LH: What is the last piece of writing that convinced you to a/ reconsider an author or book you thought you had figured out, or had a final opinion on or b/ made you want to buy the book under review immediately?
AB: Barry Schwabsky’s very recent review in The Nation of a book called Painting Abstraction: New Elements in Abstract Painting made me want to look at that book. I say look and not buy because the book costs seventy-five smackers, but I was struck by his ability to handle the surfacy/concrete aspect of artistic movements and the real ambiguity of abstraction in painting as an on-going and transformative phenomenon.
LH: Is there a quality you are looking for in a review that you haven’t found?
AB: Yeah. I’d like to read some reviews of poetry books that get closer to an understanding of humor as an inherent quality of consciousness. Everyone has a sense of humor. That’s very odd.
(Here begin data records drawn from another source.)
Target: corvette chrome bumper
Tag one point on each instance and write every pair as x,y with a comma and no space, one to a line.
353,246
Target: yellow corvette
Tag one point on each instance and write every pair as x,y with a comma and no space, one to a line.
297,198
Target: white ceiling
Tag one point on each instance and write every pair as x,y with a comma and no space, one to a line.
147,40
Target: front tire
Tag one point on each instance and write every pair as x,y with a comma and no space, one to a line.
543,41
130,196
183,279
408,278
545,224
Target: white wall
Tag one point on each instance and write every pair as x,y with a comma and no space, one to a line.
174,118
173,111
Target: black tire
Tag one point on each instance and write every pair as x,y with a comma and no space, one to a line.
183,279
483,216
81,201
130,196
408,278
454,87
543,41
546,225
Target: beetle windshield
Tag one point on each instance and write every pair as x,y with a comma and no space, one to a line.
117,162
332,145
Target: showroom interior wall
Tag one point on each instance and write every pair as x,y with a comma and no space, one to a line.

It’s not just some disposable construction.
LH: Critical work is increasingly unpaid work; will you continue to do this work despite the trend? Do you see this trend reversing, or changing course?
AB: If I take up writing reviews again with some regularity it will be out of a sense that a bunch of things I’m very interested in are not going to be otherwise taken up. I’d like to get paid for that – I’d like a big bag of money for it, in fact – but the lack of the big bag wouldn’t prevent me from doing it. Being driven crazy by writing reviews instead of poems might be a problem though.
LH: What do you hope to achieve by writing about writing? Do you believe that reviews can actually bring new readers to texts?
AB: Yes, I think reviews do bring new readers to books – I seek out new books by writers I’m unfamiliar with based on reviews quite often – and I think there aren’t nearly enough poetry reviews right now given the amount of work that is regularly being produced. I also don’t think anyone has a real handle on the scope of the art at the moment, but there seems to be an upswing of poetry reviews, and that’s a start.
Otherwise I think writing about writing helps me figure out how to think, how to perceive the work of others, and how to get some understanding of what the hell it is I’m doing.
Anselm Berrigan is the author of four books of poetry, the most recent of which is Free Cell, published by City Lights Books. He’s co-editor of The Collected Poems of Ted Berrigan (with Alice Notley and Edmund Berrigan), poetry editor for The Brooklyn Rail, and recently published Selected Poems of Steve Carey through subpress.